You should see a result that starts with {"entries":[{"leaf_input":"AAAAAAE9p. You can request log entries in batches and even download everything if you wish. My toy code simply writes a single large file containing the certificates, gzipped and concatenated with a length prefix.

My toy code is go gettable from https://github.com/agl/certificatetransparency. In the tools directory is ct-sync, which will incrementally download the pilot log and ct-map, which demonstrates how to look for interesting things by extracting the certificates from a local mirror file. Both will use multiple cores if possible so be sure to set GOMAXPROCS. (This is very helpful when calculating the hash of the tree since the code doesn't do that incrementally.)

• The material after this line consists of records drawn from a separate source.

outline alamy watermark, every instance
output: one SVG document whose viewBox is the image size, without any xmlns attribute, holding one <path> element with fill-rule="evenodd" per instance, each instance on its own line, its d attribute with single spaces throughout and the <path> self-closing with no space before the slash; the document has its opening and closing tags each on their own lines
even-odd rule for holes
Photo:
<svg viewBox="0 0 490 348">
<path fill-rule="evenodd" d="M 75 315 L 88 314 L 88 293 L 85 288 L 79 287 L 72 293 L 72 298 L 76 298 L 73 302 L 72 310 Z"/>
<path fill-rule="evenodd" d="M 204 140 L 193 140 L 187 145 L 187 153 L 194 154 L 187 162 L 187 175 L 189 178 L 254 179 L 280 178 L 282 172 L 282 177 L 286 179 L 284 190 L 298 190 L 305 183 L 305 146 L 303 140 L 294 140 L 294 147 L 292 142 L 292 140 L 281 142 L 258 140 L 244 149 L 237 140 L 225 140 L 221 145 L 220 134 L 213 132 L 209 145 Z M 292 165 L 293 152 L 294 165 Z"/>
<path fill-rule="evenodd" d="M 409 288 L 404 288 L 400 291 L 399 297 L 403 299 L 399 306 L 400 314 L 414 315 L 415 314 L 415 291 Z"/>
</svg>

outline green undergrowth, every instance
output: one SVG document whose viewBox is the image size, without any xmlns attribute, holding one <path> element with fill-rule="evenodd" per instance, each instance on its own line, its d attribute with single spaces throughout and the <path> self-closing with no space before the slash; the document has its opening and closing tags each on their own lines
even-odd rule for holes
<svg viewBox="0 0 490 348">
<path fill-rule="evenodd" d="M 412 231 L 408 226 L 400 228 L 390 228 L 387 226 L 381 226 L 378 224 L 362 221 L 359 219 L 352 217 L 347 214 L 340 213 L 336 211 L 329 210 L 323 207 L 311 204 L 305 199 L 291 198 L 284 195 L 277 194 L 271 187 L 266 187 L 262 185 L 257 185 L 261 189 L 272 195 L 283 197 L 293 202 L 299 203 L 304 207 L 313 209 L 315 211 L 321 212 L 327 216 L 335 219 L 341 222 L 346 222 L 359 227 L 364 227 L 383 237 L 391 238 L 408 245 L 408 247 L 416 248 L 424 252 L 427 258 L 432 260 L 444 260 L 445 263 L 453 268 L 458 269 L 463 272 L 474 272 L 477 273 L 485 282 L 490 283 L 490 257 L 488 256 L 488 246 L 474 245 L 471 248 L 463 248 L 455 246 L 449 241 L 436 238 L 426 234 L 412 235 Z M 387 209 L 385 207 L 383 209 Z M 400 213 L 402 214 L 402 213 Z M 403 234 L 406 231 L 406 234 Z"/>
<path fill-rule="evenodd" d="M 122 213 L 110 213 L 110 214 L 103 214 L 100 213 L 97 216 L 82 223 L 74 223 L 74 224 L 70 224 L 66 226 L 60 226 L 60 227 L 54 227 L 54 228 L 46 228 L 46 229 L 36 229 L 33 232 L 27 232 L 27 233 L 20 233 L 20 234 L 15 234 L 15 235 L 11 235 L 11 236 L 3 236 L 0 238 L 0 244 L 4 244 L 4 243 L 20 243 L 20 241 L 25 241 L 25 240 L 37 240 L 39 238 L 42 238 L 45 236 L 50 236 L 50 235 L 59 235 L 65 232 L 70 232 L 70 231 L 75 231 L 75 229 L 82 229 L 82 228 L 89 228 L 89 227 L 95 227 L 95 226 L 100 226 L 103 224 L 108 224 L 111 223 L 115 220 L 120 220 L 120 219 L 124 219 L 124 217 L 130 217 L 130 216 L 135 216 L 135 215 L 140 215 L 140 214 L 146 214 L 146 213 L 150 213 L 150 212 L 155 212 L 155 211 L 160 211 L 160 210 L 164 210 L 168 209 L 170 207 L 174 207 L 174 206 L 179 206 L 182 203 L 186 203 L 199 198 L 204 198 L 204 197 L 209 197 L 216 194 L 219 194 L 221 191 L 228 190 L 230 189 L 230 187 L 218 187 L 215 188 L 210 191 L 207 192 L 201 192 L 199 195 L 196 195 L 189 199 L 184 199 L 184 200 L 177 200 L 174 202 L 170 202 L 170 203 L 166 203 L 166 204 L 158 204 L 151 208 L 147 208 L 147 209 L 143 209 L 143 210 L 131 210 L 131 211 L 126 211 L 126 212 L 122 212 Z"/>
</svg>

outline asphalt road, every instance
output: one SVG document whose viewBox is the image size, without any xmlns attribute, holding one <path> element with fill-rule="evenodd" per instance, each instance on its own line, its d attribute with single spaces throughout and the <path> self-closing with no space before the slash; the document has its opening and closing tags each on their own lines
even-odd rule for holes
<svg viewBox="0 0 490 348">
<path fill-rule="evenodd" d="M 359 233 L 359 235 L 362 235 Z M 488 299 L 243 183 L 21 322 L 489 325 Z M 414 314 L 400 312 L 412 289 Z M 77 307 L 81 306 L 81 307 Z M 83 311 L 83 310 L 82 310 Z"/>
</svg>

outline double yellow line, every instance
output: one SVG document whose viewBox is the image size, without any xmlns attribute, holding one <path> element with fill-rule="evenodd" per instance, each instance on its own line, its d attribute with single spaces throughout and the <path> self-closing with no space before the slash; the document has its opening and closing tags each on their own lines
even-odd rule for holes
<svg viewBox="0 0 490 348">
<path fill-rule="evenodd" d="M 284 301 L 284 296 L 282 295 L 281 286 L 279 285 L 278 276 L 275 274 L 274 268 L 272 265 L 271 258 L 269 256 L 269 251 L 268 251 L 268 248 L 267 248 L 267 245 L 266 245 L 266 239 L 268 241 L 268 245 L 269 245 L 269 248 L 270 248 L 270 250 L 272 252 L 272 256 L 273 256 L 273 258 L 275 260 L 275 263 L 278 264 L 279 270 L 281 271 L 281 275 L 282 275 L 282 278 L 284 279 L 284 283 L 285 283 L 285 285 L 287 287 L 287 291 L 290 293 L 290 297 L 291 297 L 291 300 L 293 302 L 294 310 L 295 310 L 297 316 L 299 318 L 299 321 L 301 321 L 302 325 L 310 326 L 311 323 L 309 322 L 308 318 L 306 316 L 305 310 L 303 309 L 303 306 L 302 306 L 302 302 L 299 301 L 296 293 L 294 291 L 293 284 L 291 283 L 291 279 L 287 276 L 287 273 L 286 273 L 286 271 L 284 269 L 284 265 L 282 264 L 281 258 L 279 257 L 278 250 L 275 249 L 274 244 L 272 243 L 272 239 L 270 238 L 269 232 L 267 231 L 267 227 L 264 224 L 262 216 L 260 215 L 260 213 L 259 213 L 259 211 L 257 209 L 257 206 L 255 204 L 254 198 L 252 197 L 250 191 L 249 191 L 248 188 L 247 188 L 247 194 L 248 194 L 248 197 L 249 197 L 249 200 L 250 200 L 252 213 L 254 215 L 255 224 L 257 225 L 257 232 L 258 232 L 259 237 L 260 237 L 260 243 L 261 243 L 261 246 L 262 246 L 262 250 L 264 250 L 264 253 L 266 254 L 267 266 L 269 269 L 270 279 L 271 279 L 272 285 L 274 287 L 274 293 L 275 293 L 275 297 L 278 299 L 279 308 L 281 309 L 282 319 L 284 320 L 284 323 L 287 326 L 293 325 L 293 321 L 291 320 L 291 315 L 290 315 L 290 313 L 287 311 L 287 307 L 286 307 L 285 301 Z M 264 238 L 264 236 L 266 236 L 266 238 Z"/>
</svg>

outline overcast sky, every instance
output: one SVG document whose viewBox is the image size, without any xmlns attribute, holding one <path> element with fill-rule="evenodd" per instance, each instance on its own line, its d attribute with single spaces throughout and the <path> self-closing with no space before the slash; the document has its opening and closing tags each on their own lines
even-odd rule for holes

The project's official code is at https://code.google.com/p/certificate-transparency/. See the README and the main site.

And since we have the tools to look for interesting things, I spent a couple of minutes doing so:

I wrote a quick script to find ‘TURKTRUST’ certificates - leaf certificates that are CA certificates. The log only contains certificates that are valid by a fairly promiscuous root set in order to prevent spam, so we don't have to worry about self-signed certificates giving us false positives. As ever the Korean Government CA is good to highlight malpractice with 40 certificates that mistakenly have the CA bit set (and are currently valid). This issue was reported by a colleague of mine last year. Thankfully, the issuing certificate has a path length constraint that should prevent this issue from being exploited (as long as your X.509 validation checks these sort of details). The root CA is also only present in the Microsoft root set as far as I know.

A different Korean root CA (KISA) can't encode ASN.1 correctly and is issuing certificates with negative serial numbers because ASN.1 INTEGERs are negative if the most significant bit is one.

Another CA is issuing certificates with 8-byte IP addresses (I've let them know).

The ct-map.go in the repository is setup to find publicly valid certificates with names that end in .corp (which will soon not get an HTTPS indication in Chrome.)

Anyway, at the moment the log is just pre-seeded with some public certificates. The real value of CT comes when we have strong assurances that all valid certificates are in the log. That will take some time, but we're working towards it.